Another complaint is that even the President cannot appoint a judge. The reason may be the failure of President Sirisena to appoint two persons nominated by him to the judiciary. There were Opposition members in the CC when those decisions were made. Yet, they do not accept these reasonable decisions. These are victories for democracy. Also, they are silent that the CC also considers Chief Justice’s recommendations.

If the monopoly on appointing judges is given to the President, there will be no space for objections in the CC. The President is a ‘political product.’ He is a human being. Therefore, the President can appoint his supporters to higher judicial posts from his professional organizations if he so wishes. The President must respect Lord Chief Justice Hewart’s maxim that justice should not only be done but should be seen to have been done.

Of course, one can criticise the CC for some questionable appointments.
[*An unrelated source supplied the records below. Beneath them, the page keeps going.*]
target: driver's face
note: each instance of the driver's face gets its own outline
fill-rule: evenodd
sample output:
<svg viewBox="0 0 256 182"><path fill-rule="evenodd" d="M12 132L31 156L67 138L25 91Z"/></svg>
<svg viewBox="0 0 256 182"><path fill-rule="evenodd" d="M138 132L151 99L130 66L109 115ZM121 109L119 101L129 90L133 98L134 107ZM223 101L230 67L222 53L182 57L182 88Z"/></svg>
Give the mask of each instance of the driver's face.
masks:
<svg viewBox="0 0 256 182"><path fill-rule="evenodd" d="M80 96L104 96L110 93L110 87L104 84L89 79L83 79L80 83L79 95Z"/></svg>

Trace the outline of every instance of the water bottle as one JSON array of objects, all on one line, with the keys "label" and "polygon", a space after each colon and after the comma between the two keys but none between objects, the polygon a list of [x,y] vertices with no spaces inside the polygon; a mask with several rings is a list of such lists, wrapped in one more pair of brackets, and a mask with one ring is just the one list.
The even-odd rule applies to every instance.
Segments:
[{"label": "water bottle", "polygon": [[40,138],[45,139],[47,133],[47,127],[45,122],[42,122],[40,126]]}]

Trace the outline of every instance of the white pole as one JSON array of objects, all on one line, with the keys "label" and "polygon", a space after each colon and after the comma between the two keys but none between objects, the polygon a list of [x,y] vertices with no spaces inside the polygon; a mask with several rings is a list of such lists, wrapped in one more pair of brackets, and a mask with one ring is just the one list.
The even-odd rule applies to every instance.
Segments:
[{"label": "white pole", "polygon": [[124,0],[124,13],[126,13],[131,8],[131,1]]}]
Again without slashing the nose to spite the face, the 20th Amendment could propose cleaner operational guidelines. In a country where judicial appointments were made (though rarely) based on personal consideration before the 19A, these critics should value the CC machinery as superior to pure presidential whim and fancy.

Information law and action

Some question whether the Right to Information Act is adequately implemented due to deliberated delays by the authorities. Although this is not changed, it is appropriate to strengthen operations through the 20th Amendment. I note that not only the RTI Act but also other Commissions may require similar legal changes.

The value of caution

It is not surprising that a two-thirds majority or a government capable of manipulating that superpower would somehow pursue achieving its goals. Everyone who came to power thought that power was eternal, though it is impermanent. It is also not surprising seeing leadership that utilized the 18th Amendment attempting to regain lost powers. Even the present Opposition may pray for rejuvenation of powers of the 1978 Constitution; because politicians are greedy for power. Therefore, it is not surprising that they are also fluid about 20A.

But it should be kept in mind that if a constitution that cannot be amended again without a 2/3 majority is promulgated today, it could endanger the constitutional complexity another day. The vision and aspirations of the incumbent President may be pure. He may not be entertaining dictatorial goals, as alleged. But we must not be blind, that one day someone like Robert Mugabe or Idi Amin will not emerge. Therefore, it would be better to fertilize democracy without cutting the nose to spite the face when dealing with 19A.

(Austin Fernand has been a  Secretary to the President, a Defence secretary and an ambassador.)